Орофер замолчал. Оглянулся на стол. Перевел дыхание и поправил воротник мундира.
— Немедленно… Из приемной всех выведи. Совещание с оперативным штабом сдвинь. Пока на час. И сам выйди. И… — он замолчал, подумал еще, снова оглянулся, — нам нужен кто-то еще?
— Эльмо? — предложил Белег. — Саэрос? Берен?
— Услышал? — Орофер закрыл за адъютантом дверь и, все потирая запястье, вернулся за стол — теперь уже сел подальше, в свое кресло.
14.09.490 г.
01 час 37 минут
— Ты его правда заподозрил? — спросил Турин, когда спустя два часа они вышли из дворца и наконец-то сели в бронемобиль.
Пока ждали, Орофер сначала успокоился, потом снова обозлился, растерял свое самообладание и снова дал волю — и раздражению, и оскорбительному тону, и прямым и скрытым угрозам, и обещаниям всевозможных будущих кар. Потом снова взял себя в руки.
Разговор по делу возобновился, когда присоединились остальные. Оторванный от каких-то своих дел Саэрос обругал всех еще из приемной, а когда зашел — замер, с неописуемым выражением зажмурился и обошел длинный стол по широкой дуге, демонстративно втиснулся между Белегом и Орофером.

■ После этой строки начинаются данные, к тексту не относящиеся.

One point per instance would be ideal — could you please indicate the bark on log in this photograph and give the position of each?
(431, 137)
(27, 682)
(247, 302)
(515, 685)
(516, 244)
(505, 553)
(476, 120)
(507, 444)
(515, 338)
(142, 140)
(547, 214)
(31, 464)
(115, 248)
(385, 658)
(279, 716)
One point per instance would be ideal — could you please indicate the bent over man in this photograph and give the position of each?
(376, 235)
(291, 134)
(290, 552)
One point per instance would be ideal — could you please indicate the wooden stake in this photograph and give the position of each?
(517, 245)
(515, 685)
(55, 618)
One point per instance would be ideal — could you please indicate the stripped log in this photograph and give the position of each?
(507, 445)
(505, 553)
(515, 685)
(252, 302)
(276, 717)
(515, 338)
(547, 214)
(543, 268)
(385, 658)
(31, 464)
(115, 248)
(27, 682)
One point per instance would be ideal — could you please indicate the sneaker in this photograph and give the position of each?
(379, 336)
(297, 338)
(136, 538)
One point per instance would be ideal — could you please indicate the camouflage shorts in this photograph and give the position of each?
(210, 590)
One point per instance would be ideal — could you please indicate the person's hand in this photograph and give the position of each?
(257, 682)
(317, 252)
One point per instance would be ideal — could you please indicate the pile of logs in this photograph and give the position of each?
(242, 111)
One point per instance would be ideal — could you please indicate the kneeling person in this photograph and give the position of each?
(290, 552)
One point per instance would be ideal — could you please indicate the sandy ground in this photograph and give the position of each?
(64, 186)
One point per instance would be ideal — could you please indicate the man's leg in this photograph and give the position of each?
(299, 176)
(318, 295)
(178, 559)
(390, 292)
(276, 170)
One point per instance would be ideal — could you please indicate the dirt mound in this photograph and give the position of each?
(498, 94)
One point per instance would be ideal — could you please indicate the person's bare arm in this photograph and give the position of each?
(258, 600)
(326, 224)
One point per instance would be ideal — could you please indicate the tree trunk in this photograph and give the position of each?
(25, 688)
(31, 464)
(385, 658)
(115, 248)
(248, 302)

«Ты, верно, хочешь, чтоб меня вывернуло», — предположил он.
«Попей воды», — посоветовал Белег.
— Нет, это для наглядности. Для него слишком творческая была бы схема.
Дело, конечно, было не в творчестве и даже не в самой схеме — в том, что с самого раннего детства и поныне Орофер никогда бы и ни в чем не нарушил установленный порядок. Он мог за закрытыми дверьми спорить до исступления, засыпать Тингола докладными записками, попеременно то веселя того, то выводя из себя; делать доклады, жаловаться официально, строчить проекты, подсылать для отчетов верных свидетелей всевозможных нарушений и иными способами пытаться донести свое категорическое несогласие с тем или иным текущим положением дел. Но никогда и нигде он не позволял себе публичной критики, не обвинял короля и при всех своих возможностях не делал попыток выстроить собственный, хоть сколько-то организованный лагерь соратников.